Penyelesaian
Sengketa Ekonomi
Contoh kasus :
Beberapa waktu yang lalu kasus sengketa tanah menjadi kabar yang heboh bagi sebagian besar media
massa. Salah satu yang hangat dibicarakan adalah kasus sengketa tanah Meruya
antara warga dengan PT. Portanigra. Kasus ini mencuat saat warga Meruya
memprotes keputusan Mahkamah Agung yang memenangkan gugatan PT. Portanigra atas
tanah seluas 44 Ha. Kepemilikan berganda atas tanah tersebut berawal dari
penyelewengan Djuhri, mandor tanah, atas kepercayaan yang diberikan Benny
melalui Toegono dalam pembebasan di Meruya Selatan pada tahun 1972. Djuhri
menjual tanah itu kembali kepada pihak lain karena tahu pembelian tanah itu
melanggar aturan.
Penyelesaian :
Kasus pertanahan itu
timbul karena adanya klaim / pengaduan / keberatan dari masyarakat
(perorangan/badan hukum) yang berisi kebenaran dan tuntutan terhadap suatu
keputusan Tata Usaha Negara di bidang pertanahan yang telah ditetapkan oleh
Pejabat Tata Usaha Negara di lingkungan Badan Pertanahan Nasional, serta
keputusan Pejabat tersebut dirasakan merugikan hak-hak mereka atas suatu bidang
tanah tersebut. Dengan adanya klaim tersebut, mereka ingin mendapat
penyelesaian secara administrasi dengan apa yang disebut koreksi serta merta
dari Pejabat yang berwenang untuk itu. Kewenangan untuk melakukan koreksi
terhadap suatu keputusan Tata Usaha Negara di bidang pertanahan (sertifikat /
Surat Keputusan Pemberian Hak Atas Tanah), ada pada Kepala Badan Pertanahan
Nasional. Kasus pertanahan
meliputi beberapa macam antara lain :
1. mengenai
masalah status tanah,
2. masalah
kepemilikan,
3. masalah
bukti-bukti perolehan yang menjadi dasar pemberian hak dan sebagainya.
Setelah
menerima berkas pengaduan dari masyarakat tersebut di atas, pejabat yang
berwenang menyelesaikan masalah ini akan mengadakan penelitian dan pengumpulan
data terhadap berkas yang diadukan tersebut. Dari hasil penelitian ini dapat
disimpulkan sementara apakah pengaduan tersebut dapat diproses lebih lanjut
atau tidak dapat. Apabila data yang disampaikan secara langsung ke Badan
Pertanahan Nasional itu masih kurang jelas atau kurang lengkap, maka Badan
Pertanahan Nasional akan meminta penjelasan disertai dengan data serta saran ke
Kepala Kantor Wilayah Badan Pertanahan Nasional Provinsi dan Kepala Kantor
Pertanahan Kabupaten / Kota setempat letak tanah yang disengketakan. Bilamana
kelengkapan data tersebut telah dipenuhi, maka selanjutnya diadakan pengkajian
kembali terhadap masalah yang diajukan tersebut yang meliputi segi prosedur,
kewenangan dan penerapan hukumnya. Agar kepentingan masyarakat (perorangan atau
badan hukum) yang berhak atas bidang tanah yang diklaim tersebut mendapat
perlindungan hukum, maka apabila dipandang perlu setelah Kepala Kantor
Pertanahan setempat mengadakan penelitian dan apabila dari keyakinannya memang
harus distatus quokan, dapat dilakukan pemblokiran atas tanah sengketa.

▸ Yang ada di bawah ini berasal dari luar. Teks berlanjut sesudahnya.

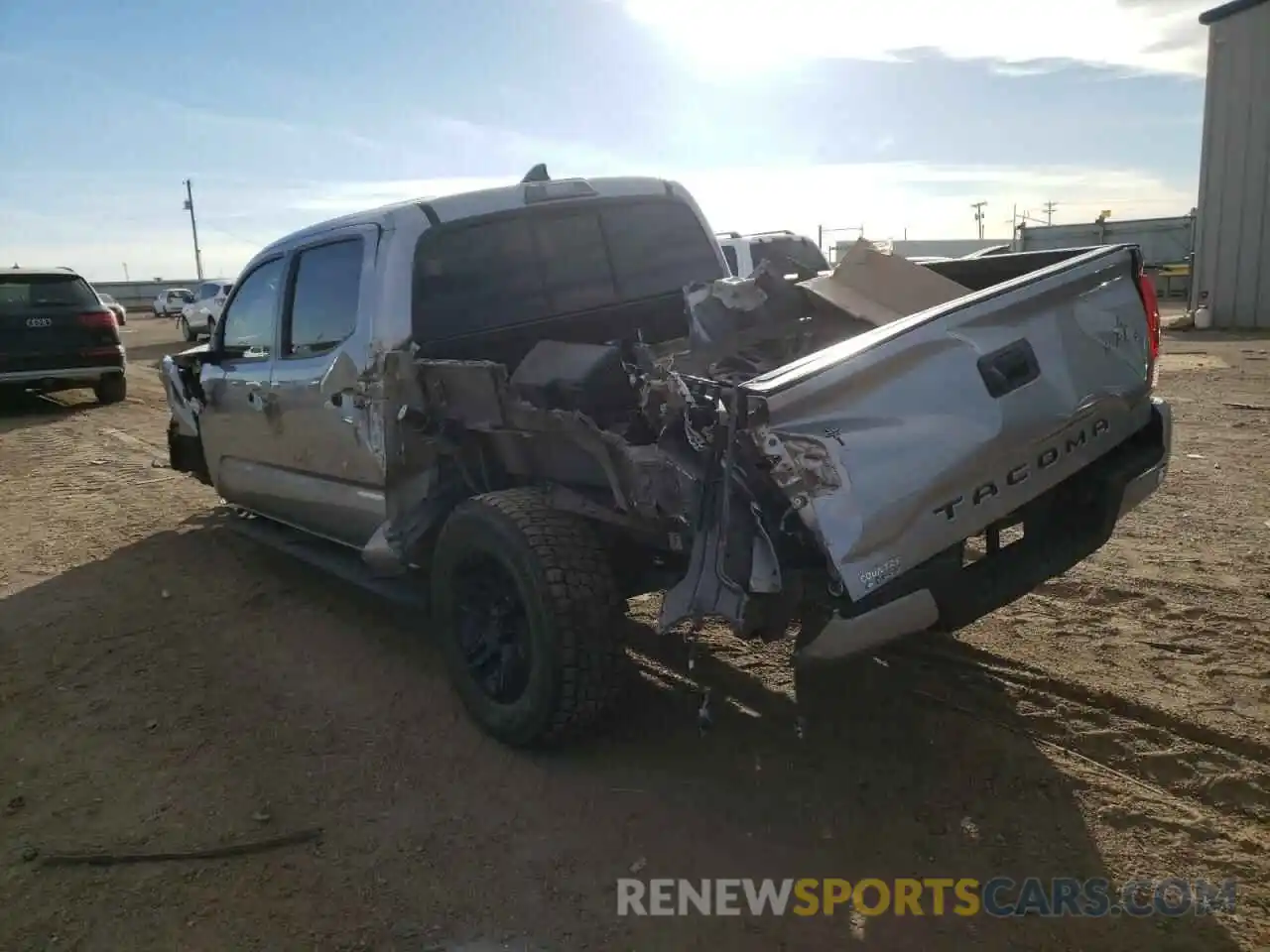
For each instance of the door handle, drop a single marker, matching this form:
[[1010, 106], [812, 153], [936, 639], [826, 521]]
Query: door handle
[[257, 395], [1008, 368]]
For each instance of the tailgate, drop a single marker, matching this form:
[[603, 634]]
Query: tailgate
[[905, 440], [42, 322]]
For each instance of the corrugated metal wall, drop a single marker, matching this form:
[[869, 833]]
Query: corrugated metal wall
[[942, 248], [1162, 240], [1232, 258]]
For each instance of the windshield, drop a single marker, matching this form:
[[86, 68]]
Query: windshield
[[22, 291]]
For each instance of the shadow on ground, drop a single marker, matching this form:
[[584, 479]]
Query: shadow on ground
[[194, 687]]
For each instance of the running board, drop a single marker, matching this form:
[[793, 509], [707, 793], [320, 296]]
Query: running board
[[330, 557]]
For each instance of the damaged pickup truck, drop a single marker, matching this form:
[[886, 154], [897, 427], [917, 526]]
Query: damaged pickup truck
[[539, 400]]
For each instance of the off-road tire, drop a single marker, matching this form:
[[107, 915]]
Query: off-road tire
[[566, 583], [112, 389]]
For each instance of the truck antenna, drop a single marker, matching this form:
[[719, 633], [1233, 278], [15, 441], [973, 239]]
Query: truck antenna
[[539, 173]]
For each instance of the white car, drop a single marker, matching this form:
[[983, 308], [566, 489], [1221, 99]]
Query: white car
[[171, 301], [199, 315]]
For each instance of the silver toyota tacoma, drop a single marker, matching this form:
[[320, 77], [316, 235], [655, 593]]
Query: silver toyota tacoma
[[535, 402]]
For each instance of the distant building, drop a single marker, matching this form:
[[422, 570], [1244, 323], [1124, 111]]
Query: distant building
[[1232, 248]]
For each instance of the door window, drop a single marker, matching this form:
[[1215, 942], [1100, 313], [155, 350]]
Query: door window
[[324, 298], [250, 317]]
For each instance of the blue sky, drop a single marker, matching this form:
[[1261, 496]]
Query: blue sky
[[775, 114]]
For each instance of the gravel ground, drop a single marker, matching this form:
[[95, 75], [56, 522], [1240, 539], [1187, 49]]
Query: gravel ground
[[168, 684]]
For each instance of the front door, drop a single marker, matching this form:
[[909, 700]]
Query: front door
[[239, 416], [326, 453]]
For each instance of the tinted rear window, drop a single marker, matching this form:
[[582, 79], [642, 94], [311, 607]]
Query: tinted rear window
[[557, 261], [799, 250], [23, 291]]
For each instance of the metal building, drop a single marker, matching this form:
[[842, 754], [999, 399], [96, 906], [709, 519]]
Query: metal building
[[1232, 254]]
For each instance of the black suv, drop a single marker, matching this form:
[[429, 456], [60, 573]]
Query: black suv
[[56, 334]]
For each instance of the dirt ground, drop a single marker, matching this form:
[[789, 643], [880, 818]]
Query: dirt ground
[[167, 684]]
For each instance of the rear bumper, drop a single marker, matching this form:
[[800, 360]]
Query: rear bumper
[[1061, 530], [89, 375]]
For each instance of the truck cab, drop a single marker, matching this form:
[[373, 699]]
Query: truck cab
[[294, 368], [540, 400]]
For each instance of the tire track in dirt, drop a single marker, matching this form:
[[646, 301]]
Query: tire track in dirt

Kebijakan ini dituangkan dalam Surat Edaran Kepala Badan Pertanahan Nasional
tanggal 14-1-1992 No 110-150 perihal Pencabutan Instruksi Menteri Dalam Negeri
No 16 tahun 1984. Dengan dicabutnya Instruksi Menteri Dalam Negeri No 16 Tahun 1984, maka diminta
perhatian dari Pejabat Badan Pertanahan Nasional di daerah yaitu para Kepala
Kantor Wilayah Badan Pertanahan Nasional Provinsi dan Kepala Kantor Pertanahan
Kabupaten/Kota, agar selanjutnya di dalam melakukan penetapan status quo atau
pemblokiran hanya dilakukan apabila ada penetapan Sita Jaminan (CB) dari
Pengadilan. (Bandingkan dengan Peraturan Menteri Negara Agraria/Kepala Badan
Pertanahan Nasional No 3 Tahun 1997 Pasal 126).